Все произошло стремительно и нервно. Константин Александрович вскинул пистолет, снял предохранитель, и все мы чудом не оглохли от звука выстрела. Я прикрыла веки, надеясь, что профессор не промахнулся, иначе Андрей умрет. Да и что стоит Краснову спустить курок уже будучи раненным? Хладнокровие Одинцова поражало меня. Неужели не мог выбрать момент, когда никто из нас не был на прицеле у психопата?! Мысль, что на месте Андрея сейчас могла бы стоять я, окончательно добила меня.
Но Одинцову все удалось. Он не промахнулся. Его выстрел задел плечо Сергея, и рука, держащая пистолет, ослабила хватку. Сажнев, еще не понимая до конца, что произошло, рванулся в сторону. Казалось, все позади, но боль Сергея была не настолько сильной, как одержимость ужасающей идеей убить парня. Он перехватил пистолет в другую руку и прицелился.
— Андрей, осторожно! — успела закричать я. Уровень адреналина в мой крови наверняка зашкаливал. Я не могла успокоиться оттого, что имею возможность только наблюдать. Мне нечем помочь ни Андрею, ни профессору. Словно я сижу удивленным зрителем на спектакле, лишенном сценария.
Сергей не мог промахнуться с такого расстояния, хоть он и собирался стрелять левой рукой. Свитер на раненном плече уже размокал от струившейся крови, и я по-идиотски вспоминала, какие артерии там проходят.

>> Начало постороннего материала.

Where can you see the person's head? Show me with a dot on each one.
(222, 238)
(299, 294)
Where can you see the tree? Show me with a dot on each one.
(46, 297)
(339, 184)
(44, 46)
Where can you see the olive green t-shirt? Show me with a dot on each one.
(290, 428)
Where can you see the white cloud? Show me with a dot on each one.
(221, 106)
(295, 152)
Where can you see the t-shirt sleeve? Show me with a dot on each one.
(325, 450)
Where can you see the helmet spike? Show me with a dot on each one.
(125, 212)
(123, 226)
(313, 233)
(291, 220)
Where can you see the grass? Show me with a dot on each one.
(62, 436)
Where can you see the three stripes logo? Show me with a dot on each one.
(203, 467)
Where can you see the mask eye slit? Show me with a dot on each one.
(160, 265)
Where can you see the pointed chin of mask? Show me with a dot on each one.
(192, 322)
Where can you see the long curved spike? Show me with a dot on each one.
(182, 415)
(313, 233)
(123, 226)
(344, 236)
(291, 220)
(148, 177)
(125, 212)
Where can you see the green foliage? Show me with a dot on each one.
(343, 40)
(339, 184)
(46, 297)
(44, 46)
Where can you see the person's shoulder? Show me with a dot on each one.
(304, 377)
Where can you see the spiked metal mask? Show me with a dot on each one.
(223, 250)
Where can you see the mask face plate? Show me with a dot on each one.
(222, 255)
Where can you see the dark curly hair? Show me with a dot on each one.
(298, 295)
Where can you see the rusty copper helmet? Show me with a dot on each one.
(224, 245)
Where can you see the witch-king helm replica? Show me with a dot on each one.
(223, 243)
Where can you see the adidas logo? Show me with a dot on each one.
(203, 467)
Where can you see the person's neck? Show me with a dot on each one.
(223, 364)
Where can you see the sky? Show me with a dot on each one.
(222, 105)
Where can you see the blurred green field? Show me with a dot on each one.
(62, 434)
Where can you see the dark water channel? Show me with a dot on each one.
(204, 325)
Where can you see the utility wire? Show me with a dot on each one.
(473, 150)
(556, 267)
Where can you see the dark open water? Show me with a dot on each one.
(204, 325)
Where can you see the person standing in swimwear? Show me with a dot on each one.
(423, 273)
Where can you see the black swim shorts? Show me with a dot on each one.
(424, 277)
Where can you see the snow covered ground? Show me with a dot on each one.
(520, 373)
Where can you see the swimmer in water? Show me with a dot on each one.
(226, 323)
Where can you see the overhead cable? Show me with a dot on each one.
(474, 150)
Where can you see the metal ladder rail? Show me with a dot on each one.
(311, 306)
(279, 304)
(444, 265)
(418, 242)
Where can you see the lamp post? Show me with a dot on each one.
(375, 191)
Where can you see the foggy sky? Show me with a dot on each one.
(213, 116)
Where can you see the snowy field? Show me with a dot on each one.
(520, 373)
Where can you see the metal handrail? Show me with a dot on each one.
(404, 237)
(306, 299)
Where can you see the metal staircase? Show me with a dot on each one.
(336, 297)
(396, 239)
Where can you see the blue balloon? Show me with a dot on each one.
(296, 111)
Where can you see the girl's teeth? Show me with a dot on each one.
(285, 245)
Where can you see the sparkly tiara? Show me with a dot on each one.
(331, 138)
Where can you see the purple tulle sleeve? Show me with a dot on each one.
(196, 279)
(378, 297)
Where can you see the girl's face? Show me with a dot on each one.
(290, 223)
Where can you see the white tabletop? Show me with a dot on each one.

Одинцов выстрелил снова, и пуля угодила в голень. Краснов упал на бетонный пол завод, а следом раздался еще один выстрел. Его сделал падающий Сергей, но теперь уже точно никого не задел, кроме полуразрушенных сводов. Пальцы Краснова ослабли, он выронил пистолет, и мы услышали нечеловеческий крик. Вой раненного зверя. Пугающий звук, почему-то вызывающий жалость.
Андрей был напуган и зол. Зрачки его глаз невообразимо расширились, а дыхание такое, будто он пробежал стометровку. В состоянии шока он накинулся на Краснова, ногой пнул пистолет, отлетевший куда-то в темноту, и принялся бить Сергея. Он наносил удары с такой яростью, что мне стало страшно. Он же убьет его! Но Константин Александрович уже подбежал к ним и одним движением оттащил Андрея. Мне удалось схватить парня за плечо и удержать какое-то время рядом. Потом это уже не требовалось, Сажнев пришел в себя, и краем глаза я видела его медленно сползшую на пол фигуру.
Профессор продолжал наводить порядок. В несколько движений он перевернул Краснова на живот. Тот кричал от боли и нервного потрясения, которое напрочь сломило сохранившуюся в нем частицу разума. Но лицо Константина Александровича оставалось беспристрастным. Ему не было жаль этого человека. Для него это — просто тело.